President Obama’s State of the Union address Jan. 20 teased the federal launch of an initiative that could provide a huge financial boost to San Diego’s genomics industry.

“Tonight, I’m launching a new Precision Medicine Initiative to bring us closer to curing diseases like cancer and diabetes,” Obama said. “I want the country that eliminated polio and mapped the human genome to lead a new era of medicine — one that delivers the right treatment at the right time.”

Precision medicine is a buzzword for medical research. Obama’s health secretary, Sylvia Matthews Burwell, said the main idea of precision medicine is that scientists may be able to tailor treatments to the individual characteristics of a patient through gene mapping and a better understanding of molecular structures.

Obama gave no specifics regarding the Precision Medicine Initiative in his address, but it’s likely that he was referring to more funding for the National Institutes of Health, which is committed to research that combines genomics and treatments.

Potential Large-Scale Project

BioCentury, a trade publication of the biotech, pharma and life science industries, published a story days prior to the president’s address. The article outlined a new federally backed genomics project proposed by Francis Collins, director of the National Institutes of Health, which would sequence up to a million human genomes.

Just for perspective, two ongoing popular genome-sequencing projects by Genomics England and San Diego-based Human Longevity Inc. involve mapping 100,000 genomes. Sequencing a million genomes is a massive project that could greatly impact drug development.

It is possible that Obama was referring to the launch of this new project. Led by the NIH, the project will incorporate a push to develop new tools to analyze large genomics databases and make the data useful for research and medicine.

If it comes to fruition, this project will have a major impact on San Diego County — a hub for genomics research and the home of the $27 billion gene-sequencing giant, Illumina Inc. Fueled by rumors and speculation that Washington’s precision medicine effort would boost sales of the company’s sequencing machines, Illumina’s share price rose 7 percent to $196.73 — near its record high of $199.47 — on the day of the presidential address.

Possible Local Impacts

Edico Genome Inc., a La Jolla-based startup that won $10 million in financing last summer, is hoping to benefit from the federal investment in precision medicine. Edico’s technology promises to enable the clinical use of genomics by drastically reducing the cost and time of analyzing next-generation sequencing data.

In a recent interview with Genetic Engineering and Biotechnology News, a trade publication, Edico’s CEO Pieter van Rooyen explained the relevance of this project to the company’s work.
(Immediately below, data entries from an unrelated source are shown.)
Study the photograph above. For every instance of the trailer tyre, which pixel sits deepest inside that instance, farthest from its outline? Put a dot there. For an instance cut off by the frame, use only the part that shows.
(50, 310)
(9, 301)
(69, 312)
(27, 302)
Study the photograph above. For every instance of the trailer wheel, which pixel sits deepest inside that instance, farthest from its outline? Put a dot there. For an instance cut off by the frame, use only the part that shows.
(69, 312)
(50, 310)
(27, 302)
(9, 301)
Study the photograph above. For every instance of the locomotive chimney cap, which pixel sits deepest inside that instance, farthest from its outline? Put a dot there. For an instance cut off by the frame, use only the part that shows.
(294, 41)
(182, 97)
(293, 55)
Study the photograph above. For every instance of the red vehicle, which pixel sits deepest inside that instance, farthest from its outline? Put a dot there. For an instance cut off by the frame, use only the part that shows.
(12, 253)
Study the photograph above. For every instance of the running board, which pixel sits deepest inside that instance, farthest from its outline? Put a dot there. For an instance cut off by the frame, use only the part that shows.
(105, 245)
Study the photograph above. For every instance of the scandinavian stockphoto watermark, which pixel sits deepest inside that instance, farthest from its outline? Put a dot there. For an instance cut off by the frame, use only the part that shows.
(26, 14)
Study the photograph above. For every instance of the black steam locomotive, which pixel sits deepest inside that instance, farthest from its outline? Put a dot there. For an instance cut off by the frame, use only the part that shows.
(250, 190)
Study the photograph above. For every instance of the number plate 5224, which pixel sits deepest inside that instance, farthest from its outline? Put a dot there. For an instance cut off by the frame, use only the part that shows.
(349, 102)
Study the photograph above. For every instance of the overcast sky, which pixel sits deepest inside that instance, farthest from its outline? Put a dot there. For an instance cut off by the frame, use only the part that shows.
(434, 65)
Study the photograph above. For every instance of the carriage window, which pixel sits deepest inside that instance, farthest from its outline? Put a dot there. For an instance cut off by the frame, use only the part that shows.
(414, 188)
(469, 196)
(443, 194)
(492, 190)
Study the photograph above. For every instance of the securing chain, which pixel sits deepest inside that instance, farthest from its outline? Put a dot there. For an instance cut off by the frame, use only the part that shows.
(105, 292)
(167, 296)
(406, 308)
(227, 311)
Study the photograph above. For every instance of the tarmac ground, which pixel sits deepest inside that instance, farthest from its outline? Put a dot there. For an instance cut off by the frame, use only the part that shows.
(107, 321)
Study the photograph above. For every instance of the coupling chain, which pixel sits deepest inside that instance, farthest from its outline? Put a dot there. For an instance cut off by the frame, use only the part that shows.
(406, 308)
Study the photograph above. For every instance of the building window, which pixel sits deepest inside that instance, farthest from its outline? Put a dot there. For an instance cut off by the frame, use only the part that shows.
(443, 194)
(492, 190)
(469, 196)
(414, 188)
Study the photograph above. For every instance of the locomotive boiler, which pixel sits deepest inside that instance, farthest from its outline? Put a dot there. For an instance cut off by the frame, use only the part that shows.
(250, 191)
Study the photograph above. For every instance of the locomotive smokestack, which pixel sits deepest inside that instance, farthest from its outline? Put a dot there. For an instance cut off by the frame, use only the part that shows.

“Our technology is particularly suited for analysis of the huge amounts of data and whole genome sequences that are being generated,” van Rooyen said. “It’s one of the big challenges that is out there today in genomics, to address this bottleneck of all the data that is being generated. The whole point of all of these projects and studies is to get to the meaning of all these genomic markers and genes and how they relate to medicines and illnesses. The issue is to get to those results as quickly as possible, and to do things efficiently.”

Looking Ahead

Although it’s difficult to speculate what the Precision Medicine Initiative might encompass, most experts agree that more money is on its way to researchers. Considering the local expertise in genomics, San Diego may be set up for an influential role in the new era of medicine.

It is expected that Obama’s fiscal 2016 budget, to be released Feb. 2, will detail the Precision Medicine program.